Extended Data Fig. 4: Summary of dataset. | Nature

Extended Data Fig. 4: Summary of dataset.

From: Recalibration of path integration in hippocampal place cells

Extended Data Fig. 4

Each row indicates 1 of the 72 sessions comprising the dataset during the period in which the landmarks were on. In the left plot, the x axis is laps in the laboratory frame. In the right plot, the x axis is the experimental gain, G. The sessions are chronologically ordered (bottom to top). Sessions from different rats are separated by dashed lines. In all rats, we typically performed smaller manipulations in G first, as initial landmark failure tended to occur at larger manipulations of G. Once landmark control failed, it tended to fail more frequently.

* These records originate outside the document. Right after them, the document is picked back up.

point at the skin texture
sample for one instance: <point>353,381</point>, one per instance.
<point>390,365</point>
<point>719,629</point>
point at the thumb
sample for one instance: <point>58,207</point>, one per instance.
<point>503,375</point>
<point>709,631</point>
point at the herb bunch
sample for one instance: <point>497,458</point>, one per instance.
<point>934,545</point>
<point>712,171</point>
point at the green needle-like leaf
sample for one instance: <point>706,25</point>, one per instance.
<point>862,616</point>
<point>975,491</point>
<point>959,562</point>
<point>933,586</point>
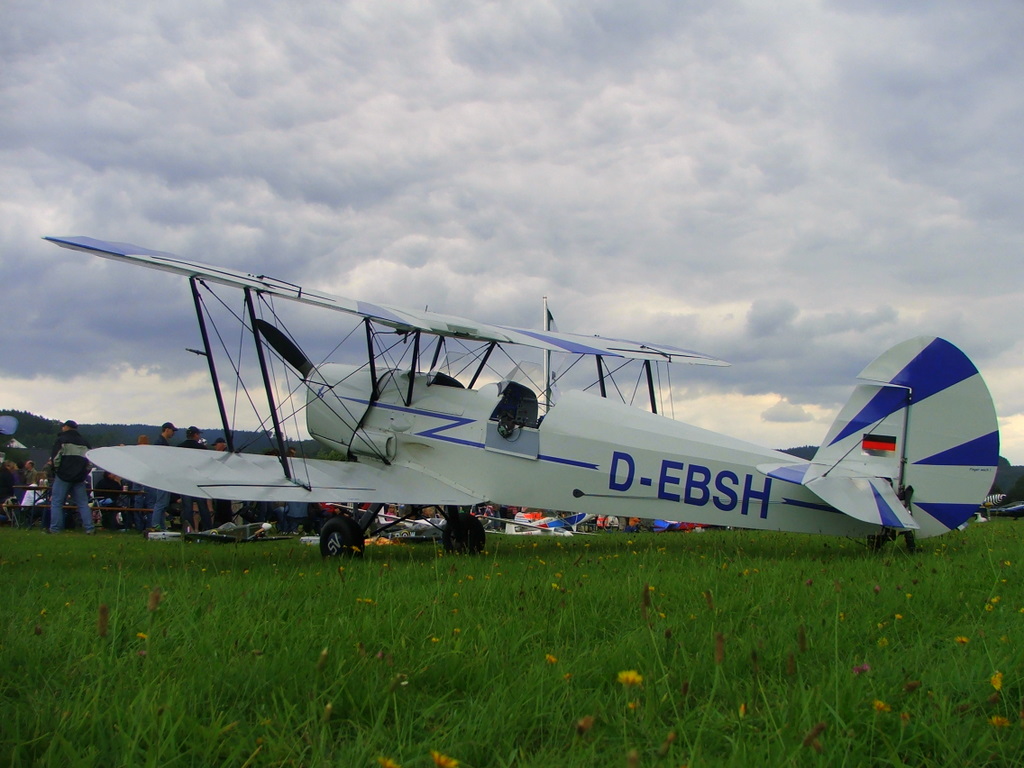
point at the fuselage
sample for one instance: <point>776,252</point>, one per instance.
<point>586,455</point>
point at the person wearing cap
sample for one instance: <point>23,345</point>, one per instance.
<point>194,439</point>
<point>159,500</point>
<point>71,468</point>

The colour represents the ratio between hippocampal and experimental gains (H/G, colour bar, right). Green (H/G = 1) indicates landmark control. Four of the rats (576, 637, 638 and 692) experienced landmark failure (red portions of sessions). Failures happened only when G was less than one (that is, the landmarks moved in the same direction as the rat), and generally occurred at low values of G (less than 0.5) and after rats had experienced several gain-manipulation sessions over days. The asymmetry in landmark control between G < 1 and G > 1 is similar to a study of medial entorhinal cortex40. In that study, mice ran on a virtual-reality linear track controlled by a stationary treadmill, and the gain factor was manipulated between the distance travelled on the treadmill versus the virtual-reality track. Grid cells showed asymmetric responses to increases compared with decreases of the gain. Gain increases (G > 1) caused phase shifts in the spatial firing patterns, but gain decreases (G < 1) caused changes in the spatial scales. These results were explained by a model of how grid cells respond to conflicts between self-motion and landmark cues. Although the study did not address the issues of path-integration gain recalibration, as in our current work, its results may provide a causal explanation for the asymmetric responses of place cells to the landmark manipulations seen in the present study.